Nonprofits will serve themselves well if they examine any office lease, hotel contract or contractor agreement with a fresh eye to their obligations under the ADA and incorporate any provisions to ensure compliance with this landmark federal law.
By Ann Peters and Mark Sawchuk


How (Not) To Hire a Real Estate Broker
If you are looking for new office space, or if it is time to renew your lease, be alert to your dealings with real estate brokers. Even if you don't sign a written contract, you can enter into a binding commitment with a real estate broker, possibly without even intending to do so.
Real estate brokers often aggressively solicit business. Some brokers will provide a variety of "free" services, prior to obtaining a written commitment from you, including providing space planning consultations to help you decide your office needs and searching for and showing you available office spaces. When do these free services obligate you to that broker?
Under the common law, a real estate agent is entitled to a commission on the sale or lease of property if two conditions are met: (1) the agent is the so-called "procuring cause" of a sale or lease of real property and (2) the agent was authorized by one of the parties to the lease or sale to represent the party. In most cases, a broker will be entitled to receive a commission once you allow the broker to contact a landlord about a space that you ultimately lease. You cannot avoid the broker's commission by excluding the broker from negotiations regarding a property once the negotiations have started.

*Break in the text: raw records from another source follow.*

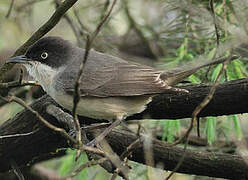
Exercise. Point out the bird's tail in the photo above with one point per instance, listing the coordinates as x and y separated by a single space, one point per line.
176 75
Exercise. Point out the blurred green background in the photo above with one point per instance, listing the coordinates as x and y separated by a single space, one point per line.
163 33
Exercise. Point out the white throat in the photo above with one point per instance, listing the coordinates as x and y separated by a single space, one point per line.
42 73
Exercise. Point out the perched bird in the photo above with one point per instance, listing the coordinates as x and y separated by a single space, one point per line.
110 88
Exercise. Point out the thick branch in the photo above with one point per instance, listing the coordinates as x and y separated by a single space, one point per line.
229 98
40 145
45 28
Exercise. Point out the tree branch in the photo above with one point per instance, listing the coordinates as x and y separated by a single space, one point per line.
44 143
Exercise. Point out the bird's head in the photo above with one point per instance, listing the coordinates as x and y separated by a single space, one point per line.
50 51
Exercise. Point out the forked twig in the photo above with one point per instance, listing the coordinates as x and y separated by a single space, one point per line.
197 110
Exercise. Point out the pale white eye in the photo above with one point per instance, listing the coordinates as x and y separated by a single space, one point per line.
44 55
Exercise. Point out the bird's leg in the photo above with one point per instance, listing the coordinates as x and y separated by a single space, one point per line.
102 135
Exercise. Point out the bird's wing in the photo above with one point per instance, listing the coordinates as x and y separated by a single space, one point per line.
107 76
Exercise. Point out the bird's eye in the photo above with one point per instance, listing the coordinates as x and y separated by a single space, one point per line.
44 55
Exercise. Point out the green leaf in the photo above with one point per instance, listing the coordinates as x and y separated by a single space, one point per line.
237 127
216 72
211 129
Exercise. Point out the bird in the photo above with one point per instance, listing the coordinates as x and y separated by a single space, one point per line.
110 88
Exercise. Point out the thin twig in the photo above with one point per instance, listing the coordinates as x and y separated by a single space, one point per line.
135 26
15 84
10 8
16 170
73 26
19 135
197 110
85 165
27 4
211 5
46 123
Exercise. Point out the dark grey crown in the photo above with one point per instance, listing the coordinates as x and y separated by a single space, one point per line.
57 49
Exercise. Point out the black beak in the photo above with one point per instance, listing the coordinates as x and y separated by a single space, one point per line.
18 59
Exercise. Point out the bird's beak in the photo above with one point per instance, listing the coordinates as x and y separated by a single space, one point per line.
18 59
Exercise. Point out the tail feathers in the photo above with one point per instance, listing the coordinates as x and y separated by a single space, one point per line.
176 75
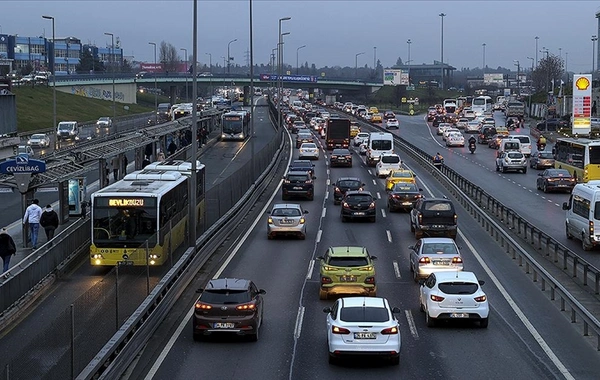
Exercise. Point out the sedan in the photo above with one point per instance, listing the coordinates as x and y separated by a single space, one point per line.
555 180
363 326
341 157
540 160
40 140
434 254
453 296
287 219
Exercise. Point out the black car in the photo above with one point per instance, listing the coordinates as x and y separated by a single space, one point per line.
358 204
341 157
403 196
344 184
228 306
298 184
302 166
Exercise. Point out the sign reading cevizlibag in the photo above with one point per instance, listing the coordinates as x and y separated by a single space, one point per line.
582 104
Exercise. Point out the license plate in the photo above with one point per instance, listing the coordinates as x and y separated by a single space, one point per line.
364 335
223 325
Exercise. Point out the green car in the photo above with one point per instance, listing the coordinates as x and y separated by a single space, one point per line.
347 270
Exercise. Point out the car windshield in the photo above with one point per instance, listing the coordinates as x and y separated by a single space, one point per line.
225 296
364 314
458 287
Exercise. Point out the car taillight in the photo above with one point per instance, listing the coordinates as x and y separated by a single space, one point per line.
202 306
390 331
339 330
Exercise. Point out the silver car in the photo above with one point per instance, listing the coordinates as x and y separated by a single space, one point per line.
287 219
434 254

Since the landlord generally pays the broker commission, the fact that a broker is entitled to a commission will not result in any direct costs to you, the tenant. However, since the landlord will pay only one commission, if you try to switch brokers at some point during negotiation, the broker that does not get paid by the landlord may be entitled to seek payment of its commission from you.

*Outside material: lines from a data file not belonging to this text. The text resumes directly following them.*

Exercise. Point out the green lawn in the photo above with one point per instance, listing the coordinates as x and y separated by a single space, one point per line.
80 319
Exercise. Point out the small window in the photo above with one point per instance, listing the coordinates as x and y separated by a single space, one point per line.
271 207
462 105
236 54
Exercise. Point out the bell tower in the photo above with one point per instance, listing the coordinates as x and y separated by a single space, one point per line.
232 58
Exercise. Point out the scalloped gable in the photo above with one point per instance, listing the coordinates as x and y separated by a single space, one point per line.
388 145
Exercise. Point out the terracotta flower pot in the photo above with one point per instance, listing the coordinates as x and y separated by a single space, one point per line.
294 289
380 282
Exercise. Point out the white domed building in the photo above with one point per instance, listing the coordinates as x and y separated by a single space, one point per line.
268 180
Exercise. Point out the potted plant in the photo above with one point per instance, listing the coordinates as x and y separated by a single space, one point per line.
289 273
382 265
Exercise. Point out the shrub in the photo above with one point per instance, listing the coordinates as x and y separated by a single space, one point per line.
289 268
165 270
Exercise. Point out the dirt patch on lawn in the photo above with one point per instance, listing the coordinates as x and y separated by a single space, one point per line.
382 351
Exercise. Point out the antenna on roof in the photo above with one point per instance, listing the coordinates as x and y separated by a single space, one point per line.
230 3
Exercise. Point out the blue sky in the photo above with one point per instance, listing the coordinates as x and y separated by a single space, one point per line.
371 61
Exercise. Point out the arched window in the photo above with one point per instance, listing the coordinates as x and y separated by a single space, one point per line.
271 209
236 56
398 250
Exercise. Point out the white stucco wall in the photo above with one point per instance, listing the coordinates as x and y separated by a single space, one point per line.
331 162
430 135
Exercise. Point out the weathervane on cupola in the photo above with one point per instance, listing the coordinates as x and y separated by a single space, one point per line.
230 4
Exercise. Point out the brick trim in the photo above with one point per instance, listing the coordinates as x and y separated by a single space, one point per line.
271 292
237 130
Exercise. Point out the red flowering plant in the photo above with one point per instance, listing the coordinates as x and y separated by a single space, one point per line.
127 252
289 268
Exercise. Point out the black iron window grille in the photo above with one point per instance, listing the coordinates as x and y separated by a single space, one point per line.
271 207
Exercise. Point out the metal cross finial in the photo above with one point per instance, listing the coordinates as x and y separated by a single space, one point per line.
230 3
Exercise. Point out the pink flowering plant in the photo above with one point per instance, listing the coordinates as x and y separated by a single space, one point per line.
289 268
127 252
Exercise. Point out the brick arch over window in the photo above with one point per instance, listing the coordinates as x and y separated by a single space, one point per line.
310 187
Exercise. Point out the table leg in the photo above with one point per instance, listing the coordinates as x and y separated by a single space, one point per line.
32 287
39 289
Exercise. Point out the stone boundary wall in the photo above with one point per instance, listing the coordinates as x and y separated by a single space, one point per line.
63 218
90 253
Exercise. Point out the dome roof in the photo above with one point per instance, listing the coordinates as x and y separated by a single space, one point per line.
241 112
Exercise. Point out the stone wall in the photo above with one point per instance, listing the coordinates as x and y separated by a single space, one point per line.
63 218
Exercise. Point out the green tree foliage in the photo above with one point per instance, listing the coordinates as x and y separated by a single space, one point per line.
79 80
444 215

Most tenant's brokers want to bind their clients to exclusive broker agreements. Under an exclusive broker agreement, the broker will receive a commission no matter what space the client ultimately leases. If you have already authorized one broker to negotiate on your behalf regarding a particular office space, you may have a difficult time engaging another broker to assist you in finding other spaces because the second broker risks losing a commission if you choose to take the space the first broker is negotiating.
To avoid inadvertently retaining a real estate broker and other misunderstandings, you should have a clear written agreement that spells out the scope of the broker's authority before you allow the broker to do anything on your behalf. By doing so, you will be more certain of the terms of your relationship with the broker. You can also take better advantage of the laws of many states that require broker agreements to contain certain terms. For example, in the District of Columbia, brokers must disclose the type of proposed broker relationship (i.e. exclusive or non-exclusive) and the broker's compensation prior to entering into a broker agreement.
By Paul J. Tanis


This publication is designed to provide accurate and authoritative information about the subject matter covered. It is not distributed with the intent to render legal, accounting, or other professional advice. The services of a competent professional should be sought if legal advice or other expert assistance is required.